Ageing Baby Boomers in Australia: Informing Actions for Better Retirement

A defining characteristic of present-day Australia is the large number of baby boomers – those born between 1946 and 1965 – who are retiring or approaching retirement from paid employment.

Just as the baby boomers’ previous major life events, such as being employed and childbearing, have significantly impacted on Australia’s economy and society, so too will their transition to post-employment life. It is therefore surprising that such little is known about baby boomers and their transition from working life to retirement.

This report fills this research gap by examining the transition from a range of perspectives: the process of retiring and how this impacts on wellbeing and unpaid productivity in retirement, how people prepare for retirement and how this may impact on quality of life, and how retirees experiences compare with workers’ expectation of retirement.

The report also analyses how retirement expectations are shaped by the economic, social and policy context in Australia, and how it compares with the US. 

Notable findings from the report include that good health, economic resources, and personal autonomy are very important in influencing how baby boomers transition, prepare and experience retirement.

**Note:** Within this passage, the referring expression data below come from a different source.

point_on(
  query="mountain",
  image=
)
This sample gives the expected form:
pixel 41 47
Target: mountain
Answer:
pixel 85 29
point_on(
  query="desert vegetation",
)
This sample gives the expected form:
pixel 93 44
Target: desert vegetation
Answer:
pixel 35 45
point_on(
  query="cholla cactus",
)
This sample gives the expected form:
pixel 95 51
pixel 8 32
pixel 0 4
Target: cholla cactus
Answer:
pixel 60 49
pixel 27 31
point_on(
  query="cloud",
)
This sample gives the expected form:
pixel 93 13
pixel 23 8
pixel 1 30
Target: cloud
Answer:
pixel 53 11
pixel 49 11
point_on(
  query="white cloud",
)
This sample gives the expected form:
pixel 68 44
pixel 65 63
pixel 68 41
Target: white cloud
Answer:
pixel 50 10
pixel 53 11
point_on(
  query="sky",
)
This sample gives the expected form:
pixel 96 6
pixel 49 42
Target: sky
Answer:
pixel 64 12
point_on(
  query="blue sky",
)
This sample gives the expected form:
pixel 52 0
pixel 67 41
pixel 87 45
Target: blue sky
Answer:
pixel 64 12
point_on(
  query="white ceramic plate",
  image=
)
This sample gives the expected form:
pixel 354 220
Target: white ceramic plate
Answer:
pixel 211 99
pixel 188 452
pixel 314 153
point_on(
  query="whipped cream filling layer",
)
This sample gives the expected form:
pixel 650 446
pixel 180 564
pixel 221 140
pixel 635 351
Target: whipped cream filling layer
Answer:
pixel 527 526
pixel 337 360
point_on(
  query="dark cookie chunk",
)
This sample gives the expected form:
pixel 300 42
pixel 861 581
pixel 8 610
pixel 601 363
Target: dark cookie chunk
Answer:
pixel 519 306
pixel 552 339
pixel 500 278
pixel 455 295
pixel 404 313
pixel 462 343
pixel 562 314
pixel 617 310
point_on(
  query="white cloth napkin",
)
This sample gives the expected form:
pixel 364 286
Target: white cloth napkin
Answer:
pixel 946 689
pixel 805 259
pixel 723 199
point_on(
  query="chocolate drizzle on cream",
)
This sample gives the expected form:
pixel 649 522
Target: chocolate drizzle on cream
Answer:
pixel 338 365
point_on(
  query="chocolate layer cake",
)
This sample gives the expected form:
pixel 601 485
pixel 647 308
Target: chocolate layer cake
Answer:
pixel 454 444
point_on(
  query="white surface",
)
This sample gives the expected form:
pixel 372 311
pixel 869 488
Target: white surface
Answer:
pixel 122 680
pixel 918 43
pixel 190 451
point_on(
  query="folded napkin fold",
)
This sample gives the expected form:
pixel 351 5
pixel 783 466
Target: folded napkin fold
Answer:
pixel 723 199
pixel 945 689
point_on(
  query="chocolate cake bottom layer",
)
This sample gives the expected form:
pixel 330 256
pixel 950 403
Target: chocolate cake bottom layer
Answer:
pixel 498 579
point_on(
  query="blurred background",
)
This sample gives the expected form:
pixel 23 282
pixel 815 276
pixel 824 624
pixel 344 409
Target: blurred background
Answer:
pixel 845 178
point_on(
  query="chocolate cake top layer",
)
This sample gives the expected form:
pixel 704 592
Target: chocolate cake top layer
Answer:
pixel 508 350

Further, baby boomers have been shown to be adaptable to challenging and changing economic and social conditions, such as the Global Financial Crisis and increasing longevity. 

This is the final NSPAC report from the Ageing Baby Boomers in Australia (ABBA) project. The ABBA project aims to generate a body of knowledge that informs constructive action for better retirement. It does this by drawing on existing datasets in Australia (Household Income and Labour Dynamics in Australia) and the United States of America (Health and Retirement Survey), and by collecting new Australian data on retirement planning and expectations. 

The first report from ABBA, My Generation: Are Australian baby boomers the retiring kind? summarised existing knowledge about the retirement plans and expectations, and the second, Ageing Baby Boomers in Australia: Understanding the effects of the global financial crisis, examined the impact of the global financial crisis on the financial wellbeing of older Australians.